According to WRVS, improving older people's social lives will help their health and allow them to live longer in their own homes.

At Oxford's Bullingdon Community Centre, pensioners can attend each week an Age UK day centre, where they can socialise and enjoy eating together.

The centre's manager, Ella Thomas, said the project is a lifeline for many of their regulars. "It is a day centre or community club where they feel they receive a respite from being on their own," said Ms Thomas.

"I think loneliness can be a tremendous hazard in older people in terms of being able to get out of their own homes and feeling trapped."

Socialising with other elderly people can make an enormous difference to their quality of life. Other than once-weekly shopping trips, 87 year-old Edna Franklin was virtually housebound for 4 years.
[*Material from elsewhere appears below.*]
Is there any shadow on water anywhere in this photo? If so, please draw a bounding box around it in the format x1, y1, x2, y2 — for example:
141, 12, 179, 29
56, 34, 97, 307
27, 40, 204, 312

The pensioner now goes twice weekly to a WRVS day centre in Banbury and feels healthier for it.

"Everyone says I look a lot better since I've been going out," she said.

David McCullough, chief executive of the WRVS, said the charity report's findings reflect the sad facts behind growing old in modern Britain and should act as "a wake-up call".

"The treatment of older people in this country needs to be addressed and we must learn from our EU partners," said Mr McCullough. "They have proved that it is possible to tackle some of these issues by taking advantage of volunteers to provide older people with more social contact and better links to their communities.

"This in turn will have a knock on beneficial impact on their health."